I know this headline makes a bold claim but as someone who lives by MBA Thinking I cannot afford to shirk my responsibility to speak the truth.
There are many sources of self-help information and pop-culture leaders who preach that happy workplaces are healthy.
Oh, how I wish that were true.
But, alas, the data is in and when the workplace mood is high, productivity is low.
And given that many workers listen to Adelaide breakfast radio on the way to work, happy, boppy songs are just driving a wedge between worker productivity and state productivity.
One would hope that Premier Steven Marshall (who also has an MBA) would be on top of this.
I note that my mind has been prompted to contemplate this issue because, at the time of writing, I will be on Radio Adelaide‘s breakfast program in the morning where I will deliver this message personally.
Happiness at work spells doom for any business
Before you shoot the messenger and dismiss me as a tyrant, please consider this research.
In the 2019 paper, Effect of Mood on Workplace Productivity, by Decio Coviello, Erika Deserranno, Nicola Persico, and Paola Sapienza, it was found that:
Better mood actually decreases … workers’ productivity.
According to the researchers, “improving workplace mood may make “work downtime” more appealing, at the expense of productivity.”
This is not what Oprah would say, or any of the other pop culture gurus so although it is hard to take this medicine, take it we must to cure the disease of workers fiddling while their jobs burn.
However, as an MBA (you’ll learn this when you come to A Lunchtime MBA throughout the 2021 Adelaide Fringe season) you learn to balance unusual findings with a pinch of salt and a little grinding of pepper.
Nicolas Despiégel, Natalya Danchenko, Clément François, Benedikte Lensberg, and Michael F.Drummond, in the paper, The Use and Performance of Productivity Scales to Evaluate Presenteeism in Mood Disorders, have found that if workers are too depressed, they might stay at work an not be productive in a condition knowing as Presenteeism.

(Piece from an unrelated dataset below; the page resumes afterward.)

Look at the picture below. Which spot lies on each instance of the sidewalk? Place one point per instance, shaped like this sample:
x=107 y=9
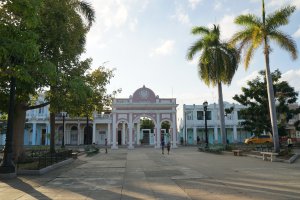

With Presenteeism, workers are at work but too depressed to be productive, opting to “stay at work and perform suboptimally rather than take sick leave.”
This presents us with a dilemma. We need to keep our workers not too happy and not too sad.
At the office, I achieve this by starting the day with our faculty prayer, which has been adapted from the Anglican Church’s 1662 Book Of Common Prayer, something I remember reciting every morning while growing up in Oxfordshire.
Back then, these prayers anchored my disposition to be suitably tepid, and therefore we all kneel as one on the King William Street footpath and recite the following together, welcoming passers-by to join us:
ALMIGHTY and most merciful Economy, We have erred, and strayed from thy ways like lost sheep, We have followed too much the electronic devices and social desires of our own hearts, We have offended against thy noble laws, We have left undone those things which we ought to have done, And we have done those things which we ought not to have done, And there is no health in us: But thou, O Provider Of Employment, have mercy upon us miserable workers; Spare thou them, O Economy, which confess their faults, Restore thou them that are penitent, According to thy promises declared unto the electorate by Steven Marshall our Premier: And grant, O most merciful Capitalist State, for Steven’s sake, That we may hereafter live a productive, righteous, and sober life, To the glory of South Australia. Amen.
It really dulls the senses and ensures we are all glad to be able to get back to work.
But we might not need measures like these, if breakfast radio played its part.
Time for more MBA Thinking
My plea to Adelaide breakfast radio producers is to tone down their music in both style and message, so that the good workers of the state are not too distracted towards the euphoric happy end of the scale.
This means songs like WAP, Wake Me Up Before You Go Go, and Dance Monkey are out.
We also need to avoid songs that are too morbid.
Therefore, songs like Modern Loneliness, Everybody Hurts, and anything by Bob Dylan or Justin Bieber are out.
This leaves us with those carefully crafted songs that give us just enough melody to hook us, and just enough pathos in the lyrics to intrigue us.
A perfect candidate is Green Day‘s, Wake Me Up When September Ends.
If you can’t remember it, listen now.
Note how the lyrics refer to “here comes the rain again”? This is a sign of hope, counterbalancing the lyrics, “drenched in my pain again”.
Playing music like this will ensure workers can head to work with only one thing on their mind:
- How to be present
- And how to be productive
Whoops, that’s two things, most likely due to listening to that Green Day song which is further proof of the theory.